Are taxes too high?

Today’s fastest-moving story on the Internet is the study that purports to show that we really aren’t paying the taxes we think we’re paying, we’re paying fewer taxes now than we have since 1950.

As with most swift-moving stories, there are some hard-to-fathom numbers, and truthiness depends on an individual’s particular situation.

It started on the personal finance column on USA Today’s Web site, citing a study from the Bureau of Economic Analysis:

Some conservative political movements such as the “Tea Party” have criticized federal spending as being out of control. While spending is up, taxes have fallen to exceptionally low levels.

Federal, state and local taxes — including income, property, sales and other taxes — consumed 9.2% of all personal income in 2009, the lowest rate since 1950, the Bureau of Economic Analysis reports. That rate is far below the historic average of 12% for the last half-century. The overall tax burden hit bottom in December at 8.8.% of income before rising slightly in the first three months of 2010.

According to USA Today — there’s nothing on the Bureau of Economic Analysis Web site to refer to — the average household making the average income — $102,000 — paid over $3,000 less in taxes in 2009.

But the 9.2% figure is hard to swallow.

First, Social Security takes 6.2% of your income right off the top and you don’t get it back until you retire, if the system is solvent at that point. The fact you may not get it back for several decades doesn’t ease the bite.

That leaves 3% left to be consumed by all other taxes, if the report is to be believed, and we know that’s simply not true.

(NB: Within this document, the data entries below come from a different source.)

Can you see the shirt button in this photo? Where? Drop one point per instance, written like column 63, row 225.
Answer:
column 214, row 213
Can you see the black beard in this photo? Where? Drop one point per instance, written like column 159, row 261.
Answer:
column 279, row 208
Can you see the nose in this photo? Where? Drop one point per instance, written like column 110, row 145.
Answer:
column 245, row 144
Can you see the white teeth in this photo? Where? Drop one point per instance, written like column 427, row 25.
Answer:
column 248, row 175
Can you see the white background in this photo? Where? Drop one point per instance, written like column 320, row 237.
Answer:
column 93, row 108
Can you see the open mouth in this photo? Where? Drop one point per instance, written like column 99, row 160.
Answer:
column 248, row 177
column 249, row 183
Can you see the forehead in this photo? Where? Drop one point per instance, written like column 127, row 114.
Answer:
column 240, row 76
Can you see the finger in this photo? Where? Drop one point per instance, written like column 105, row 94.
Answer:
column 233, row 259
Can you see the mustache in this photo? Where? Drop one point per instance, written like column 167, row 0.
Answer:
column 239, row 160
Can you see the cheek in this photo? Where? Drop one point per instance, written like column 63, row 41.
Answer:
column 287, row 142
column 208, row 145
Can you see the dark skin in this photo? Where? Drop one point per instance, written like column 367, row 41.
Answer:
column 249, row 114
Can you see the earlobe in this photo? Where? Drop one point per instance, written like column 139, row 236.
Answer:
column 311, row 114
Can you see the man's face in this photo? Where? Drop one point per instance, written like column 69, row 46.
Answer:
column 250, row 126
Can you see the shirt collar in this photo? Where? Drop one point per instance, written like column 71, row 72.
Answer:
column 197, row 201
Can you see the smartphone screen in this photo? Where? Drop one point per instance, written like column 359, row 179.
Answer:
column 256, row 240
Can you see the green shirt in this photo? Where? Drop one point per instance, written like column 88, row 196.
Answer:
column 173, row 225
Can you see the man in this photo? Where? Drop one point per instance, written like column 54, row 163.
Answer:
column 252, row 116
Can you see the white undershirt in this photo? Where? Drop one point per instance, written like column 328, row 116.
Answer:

The Medicare tax alone is 1.45% (the employee’s share) of all wages, and it is soon to go up to 2.35%.

That leaves .75% to be consumed by all other taxes.

For an average family making $102,000. That’s $765.

Do you drive a car? That’s about $100, $35 of which you can deduct from your itemized deductions on your federal tax return (returning about $12 to you in all). And that doesn’t include the “fees” Minnesota imposes on top of the registration “tax.”

Even if we just take half of the average miles driven per year — 7,500 — and generously figure a car gets 30 miles per gallon. At a tax rate of 40.4 cents per gallon, that’s $101 in gas taxes.

And there’s still cigarette taxes, liquor taxes, homeland security taxes, and we haven’t even started our federal or state income tax returns yet.

The USA Today story says one reason the tax bite is low, is because of the federal stimulus package. But that’s part of the “we’re taxed too much” complaint; that it’s a bill that will come due in the future, not a handout without incurred debt. It also says we paid less sales tax in ’09 because of the downturn in the economy.

But as with many statistical exercises like this , it’s an average. A few weeks ago, we heard that over half of Americans don’t pay any income taxes. Is that you? Probably not. It probably isn’t the people who are complaining about high taxes, either.

As with every average, an individual’s “mileage may vary.”